PURPOSE Elekta-XiO treatment planning system(TPS) uses the same machine layout to simulate both two level jaw system Linacs like Siemens and three level jaw system like Varian Linacs. The purpose of this study is to perform a systematic investigation of the dose calculated from TPS using superposition convolution algorithm and compare that to the measurements for these two types of Linacs. METHOD AND MATERIALS Siemens Primus and Artiste accelerators with multi-leaf collimators as lower jaws and Varian Trilogy accelerators with tertiary multileaf collimators were used in this study. A series of specially-designed T-shaped MLC fields with different field-aperture-opening-ratios(FAOR) and several clinically used 3DCRT MLC-blocked fields were calculated using the XiO superposition convolution and Clarkson methods. These plans were delivered on the respective Linacs and measurements were compared to the calculations. Several TMR based dose calculations were performed as independent checks on both superposition convolution and Clarkson methods. Monte Carlo simulations were performed to verify the dose calculation and to study the sources of scattering contribution. RESULTS A larger discrepancy was found between the dose calculated by XiO using superposition convolution algorithm and the dose measured for the Siemens Linacs than Varian Linacs.
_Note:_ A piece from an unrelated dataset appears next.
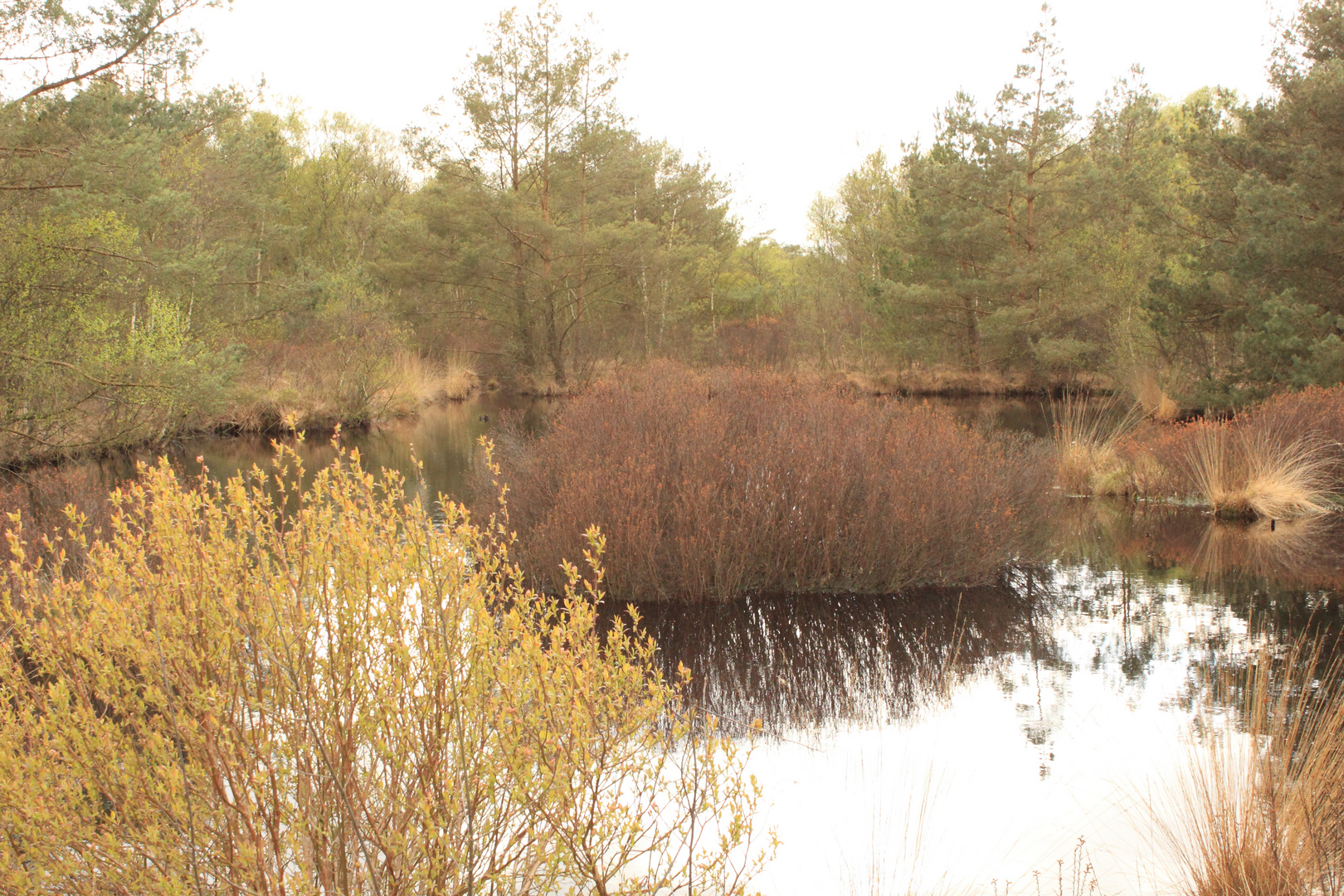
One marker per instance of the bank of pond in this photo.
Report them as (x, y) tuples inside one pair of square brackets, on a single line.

An average difference of 1.8% between Siemens and Varian Linacs was found for the situation of FAOR >0.33, possibly resulted from modeling the non-existant lower jaws for Siemens Linacs in the XiO convolution algorithm. TMR based dose calculations using a combined collimator scatter and phantom scatter factors with a XiO back-projected-blocked equivalent square(BES) can estimate the delivered dose accurately(0.12% of measured values) including extreme cases for Siemens(FAOR<0.33). CONCLUSIONS A correction of magnitude of 1.8% should be applied to Linacs that use MLCs to replace a pair of jaws in the XiO superposition convolution algorithm when FAOR is >0.33. For FAOR<0.33, the algorithm cannot predict the delivered doses accurately.